Simons Symposium 2014 — Day 4

[Editor's note -- just a reminder that these daily updates are almost entirely thanks to Li-Yang Tan.]

The first speaker of the day was Sergey Bobkov, who spoke about concentration on the cube and its relationship with various isoperimetric problems, including highlights of his own work.

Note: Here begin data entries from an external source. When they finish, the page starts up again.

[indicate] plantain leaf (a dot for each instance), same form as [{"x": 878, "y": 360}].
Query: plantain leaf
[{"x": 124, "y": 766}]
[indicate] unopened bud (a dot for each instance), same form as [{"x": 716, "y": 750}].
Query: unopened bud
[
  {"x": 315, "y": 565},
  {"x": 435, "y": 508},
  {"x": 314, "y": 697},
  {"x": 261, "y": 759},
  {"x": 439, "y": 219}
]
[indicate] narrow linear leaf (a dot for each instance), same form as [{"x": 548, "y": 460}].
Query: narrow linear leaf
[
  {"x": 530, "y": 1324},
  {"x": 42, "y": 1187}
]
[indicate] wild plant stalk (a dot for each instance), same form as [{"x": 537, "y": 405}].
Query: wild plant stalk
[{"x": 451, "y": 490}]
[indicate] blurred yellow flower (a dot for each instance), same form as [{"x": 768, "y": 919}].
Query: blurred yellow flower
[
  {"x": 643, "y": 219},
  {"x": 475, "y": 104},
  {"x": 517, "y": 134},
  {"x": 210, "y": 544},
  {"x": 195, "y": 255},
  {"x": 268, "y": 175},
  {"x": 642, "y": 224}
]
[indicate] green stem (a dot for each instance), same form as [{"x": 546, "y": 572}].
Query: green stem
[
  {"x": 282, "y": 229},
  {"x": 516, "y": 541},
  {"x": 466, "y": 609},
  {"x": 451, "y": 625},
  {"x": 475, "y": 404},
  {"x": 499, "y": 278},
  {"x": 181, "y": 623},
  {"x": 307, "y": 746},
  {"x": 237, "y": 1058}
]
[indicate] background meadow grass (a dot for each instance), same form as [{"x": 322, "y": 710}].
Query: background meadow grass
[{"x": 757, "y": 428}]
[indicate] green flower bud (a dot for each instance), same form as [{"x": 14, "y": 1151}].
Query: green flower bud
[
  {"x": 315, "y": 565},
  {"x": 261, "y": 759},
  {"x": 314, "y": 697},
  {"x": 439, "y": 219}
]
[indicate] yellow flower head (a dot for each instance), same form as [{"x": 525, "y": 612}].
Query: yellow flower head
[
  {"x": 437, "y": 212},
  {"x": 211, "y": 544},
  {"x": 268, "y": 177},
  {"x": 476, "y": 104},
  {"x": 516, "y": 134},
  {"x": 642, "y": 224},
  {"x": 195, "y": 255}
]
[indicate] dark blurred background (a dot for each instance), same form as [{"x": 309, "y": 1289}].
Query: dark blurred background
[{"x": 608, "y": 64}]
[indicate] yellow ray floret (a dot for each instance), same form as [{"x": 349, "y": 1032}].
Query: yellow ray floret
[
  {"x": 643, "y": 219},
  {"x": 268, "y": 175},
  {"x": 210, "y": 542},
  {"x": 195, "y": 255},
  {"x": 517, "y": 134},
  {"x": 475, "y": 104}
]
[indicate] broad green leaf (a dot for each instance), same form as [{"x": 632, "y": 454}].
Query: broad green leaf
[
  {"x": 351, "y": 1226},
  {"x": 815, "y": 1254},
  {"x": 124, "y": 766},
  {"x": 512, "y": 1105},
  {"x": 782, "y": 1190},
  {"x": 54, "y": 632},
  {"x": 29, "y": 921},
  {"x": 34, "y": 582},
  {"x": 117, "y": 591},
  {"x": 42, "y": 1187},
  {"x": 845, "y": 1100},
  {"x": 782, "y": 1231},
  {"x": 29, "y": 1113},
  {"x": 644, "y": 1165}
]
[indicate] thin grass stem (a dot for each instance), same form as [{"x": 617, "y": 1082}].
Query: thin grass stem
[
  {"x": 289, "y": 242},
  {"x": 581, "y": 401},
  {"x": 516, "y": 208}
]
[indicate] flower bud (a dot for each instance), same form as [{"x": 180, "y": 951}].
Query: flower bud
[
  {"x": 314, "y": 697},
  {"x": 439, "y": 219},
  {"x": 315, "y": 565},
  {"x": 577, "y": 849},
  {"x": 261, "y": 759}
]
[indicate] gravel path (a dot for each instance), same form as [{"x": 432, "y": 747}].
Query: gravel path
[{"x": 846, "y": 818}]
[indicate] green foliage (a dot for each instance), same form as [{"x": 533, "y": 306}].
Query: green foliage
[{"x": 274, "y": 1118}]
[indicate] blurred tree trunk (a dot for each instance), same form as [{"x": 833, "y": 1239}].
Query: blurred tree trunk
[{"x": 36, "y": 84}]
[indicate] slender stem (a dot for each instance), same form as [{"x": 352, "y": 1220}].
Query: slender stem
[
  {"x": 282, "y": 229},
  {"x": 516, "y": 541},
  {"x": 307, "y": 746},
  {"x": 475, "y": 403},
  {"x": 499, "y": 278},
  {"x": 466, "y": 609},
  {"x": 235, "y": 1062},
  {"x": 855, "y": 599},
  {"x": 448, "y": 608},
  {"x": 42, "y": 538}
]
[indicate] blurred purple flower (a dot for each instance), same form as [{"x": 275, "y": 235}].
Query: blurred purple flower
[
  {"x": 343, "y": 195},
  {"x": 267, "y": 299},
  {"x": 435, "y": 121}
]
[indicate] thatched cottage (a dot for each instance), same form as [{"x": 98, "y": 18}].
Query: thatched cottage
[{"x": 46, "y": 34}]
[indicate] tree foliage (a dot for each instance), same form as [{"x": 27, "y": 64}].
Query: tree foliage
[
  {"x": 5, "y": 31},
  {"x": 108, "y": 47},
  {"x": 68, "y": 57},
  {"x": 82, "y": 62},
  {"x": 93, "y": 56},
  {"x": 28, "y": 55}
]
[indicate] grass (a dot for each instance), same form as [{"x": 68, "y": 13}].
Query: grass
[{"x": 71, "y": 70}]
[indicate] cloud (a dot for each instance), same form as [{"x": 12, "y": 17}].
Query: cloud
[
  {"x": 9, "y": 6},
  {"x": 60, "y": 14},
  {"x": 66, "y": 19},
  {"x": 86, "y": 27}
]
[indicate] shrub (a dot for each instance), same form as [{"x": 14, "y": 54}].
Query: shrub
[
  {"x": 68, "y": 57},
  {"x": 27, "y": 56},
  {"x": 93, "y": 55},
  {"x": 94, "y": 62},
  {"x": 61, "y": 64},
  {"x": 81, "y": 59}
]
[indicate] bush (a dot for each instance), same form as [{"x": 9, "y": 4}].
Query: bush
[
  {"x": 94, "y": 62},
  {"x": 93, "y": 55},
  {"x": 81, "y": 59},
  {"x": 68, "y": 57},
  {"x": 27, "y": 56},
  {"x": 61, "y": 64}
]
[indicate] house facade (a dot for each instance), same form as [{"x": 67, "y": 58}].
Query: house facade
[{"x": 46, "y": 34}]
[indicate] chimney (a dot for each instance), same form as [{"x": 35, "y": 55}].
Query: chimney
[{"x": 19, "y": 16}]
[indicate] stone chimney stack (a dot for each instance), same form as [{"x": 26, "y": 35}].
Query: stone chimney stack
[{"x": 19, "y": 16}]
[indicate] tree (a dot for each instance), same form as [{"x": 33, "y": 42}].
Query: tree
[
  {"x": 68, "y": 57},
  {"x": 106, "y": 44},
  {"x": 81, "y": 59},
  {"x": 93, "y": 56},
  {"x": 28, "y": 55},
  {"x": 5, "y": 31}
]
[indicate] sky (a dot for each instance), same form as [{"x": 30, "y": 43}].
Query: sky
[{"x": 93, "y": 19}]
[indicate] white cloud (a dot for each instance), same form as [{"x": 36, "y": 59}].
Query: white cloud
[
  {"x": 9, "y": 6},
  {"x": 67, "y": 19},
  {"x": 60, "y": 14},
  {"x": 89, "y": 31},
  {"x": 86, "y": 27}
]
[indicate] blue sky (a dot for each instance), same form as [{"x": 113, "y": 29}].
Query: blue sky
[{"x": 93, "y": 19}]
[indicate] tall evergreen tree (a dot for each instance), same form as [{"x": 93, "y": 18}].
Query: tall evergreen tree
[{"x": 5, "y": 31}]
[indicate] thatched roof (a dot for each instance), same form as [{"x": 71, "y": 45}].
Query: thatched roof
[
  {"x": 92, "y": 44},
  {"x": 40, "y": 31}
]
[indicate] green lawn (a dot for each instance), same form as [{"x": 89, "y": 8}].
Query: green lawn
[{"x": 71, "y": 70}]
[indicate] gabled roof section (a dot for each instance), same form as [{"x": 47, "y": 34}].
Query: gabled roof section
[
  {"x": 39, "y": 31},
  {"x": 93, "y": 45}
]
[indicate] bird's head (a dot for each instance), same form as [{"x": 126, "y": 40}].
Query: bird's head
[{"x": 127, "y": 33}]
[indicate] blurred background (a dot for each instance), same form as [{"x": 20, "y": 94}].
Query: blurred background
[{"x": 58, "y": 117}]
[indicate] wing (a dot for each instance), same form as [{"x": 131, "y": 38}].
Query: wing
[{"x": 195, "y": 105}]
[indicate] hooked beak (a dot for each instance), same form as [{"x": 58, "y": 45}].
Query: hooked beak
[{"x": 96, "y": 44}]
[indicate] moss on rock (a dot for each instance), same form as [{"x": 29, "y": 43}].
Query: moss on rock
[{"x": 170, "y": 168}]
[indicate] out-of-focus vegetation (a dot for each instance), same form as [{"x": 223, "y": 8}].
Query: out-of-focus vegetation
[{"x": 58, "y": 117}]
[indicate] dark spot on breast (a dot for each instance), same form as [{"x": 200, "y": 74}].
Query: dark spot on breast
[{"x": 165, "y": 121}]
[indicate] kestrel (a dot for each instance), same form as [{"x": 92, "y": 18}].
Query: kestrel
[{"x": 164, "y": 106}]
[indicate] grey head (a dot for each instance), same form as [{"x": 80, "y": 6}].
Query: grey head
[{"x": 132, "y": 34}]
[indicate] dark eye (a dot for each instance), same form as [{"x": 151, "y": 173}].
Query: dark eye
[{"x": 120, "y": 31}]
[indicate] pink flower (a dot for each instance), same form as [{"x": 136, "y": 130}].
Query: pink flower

Suppose we endow the continuous unit cube $[0,1]^n$ with the scaled Lebesgue measure $\mathbf{P}$; we will be interested in concentration inequalities like the following: for all measurable $A\subseteq \mathbb{R}^n$ of density $\mathbf{P}(A) \ge 1/2$ and $r > 0$,

\begin{equation}\mathbf{P}(A + rB_2) \ge 1-e^{-cr^2}, \label{bobkov}\end{equation}

where $c > 0$ is a universal constant ($c$ can be taken to be $\pi$ in this case), $B_2$ is the open Euclidean ball of unit radius centered at the origin, and $+$ is the Minkowski sum. (The analogous statement is false for the discrete cube $\{0,1\}^n$, though Talagrand has shown that it holds when $A$ or $\overline{A}$ is convex.) Here $A+rB_2$ is the enlargement of $A$ that one obtains by taking every point in $x\in A$ and also including its $r$-neighborhood of all $y\in A$ at distance $\| x-y\|_2 < r$ from $a$, and so (\ref{bobkov}) says that $A$ along with its $r$-neighborhood fills up almost all of $[0,1]^n$.  Concentration inequalities like theses are well-known to be intimately related to various isoperimetric problems: measures $\mu$ that satisfy the Poincaré and Log-Sobolev inequalities enjoy good concentration properties, and implications in the reverse direction have been established as well. (Incidentally, Sergey mentions that the isoperimetric problem of determining the sets $A\subseteq [0,1]^n$ of measure $1/2$ that minimize $\mathbf{P}(A+rB_2)$ remains open.)

Sergey presented two concentration inequalities of this flavor with respect to other measures and notions of enlargement/neighborhood, both of which appear in a 2010 paper of his. First, if $A\subseteq [0,1]^n$ is permutation invariant (i.e. if $x\in A$ then $(x_{\pi(1)},\ldots,x_{\pi(n)})\in A$ for all permutations $\pi \in S_n)$ and $\mathbf{P}(A) \ge 1/2$, then for all $r > 0$,

\[ \mathbf{P}(A + rB_\infty) \ge 1-e^{-cnr^2}, \]

where again $c > 0$ is a universal constant and now $B_\infty$ is the unit $\ell_\infty$-ball.  Note that since

\[ A + \frac{r}{\sqrt{n}} B_\infty \subset A + rB_2, \]

this is a sharpening of (\ref{bobkov}) for permutation invariant sets $A$. An equivalent functional formulation is the following: let $f:[0,1]^n\to\mathbb{R}$ be permutation invariant and suppose $|f(x)-f(y)| \le \|x-y\|_\infty$ for all $x,y\in[0,1]^n$. Then for all $r > 0$,

\[ \mathbf{P}\{|f-\mathbb{E}[f]|> r\}\le 2e^{-cnr^2}.\]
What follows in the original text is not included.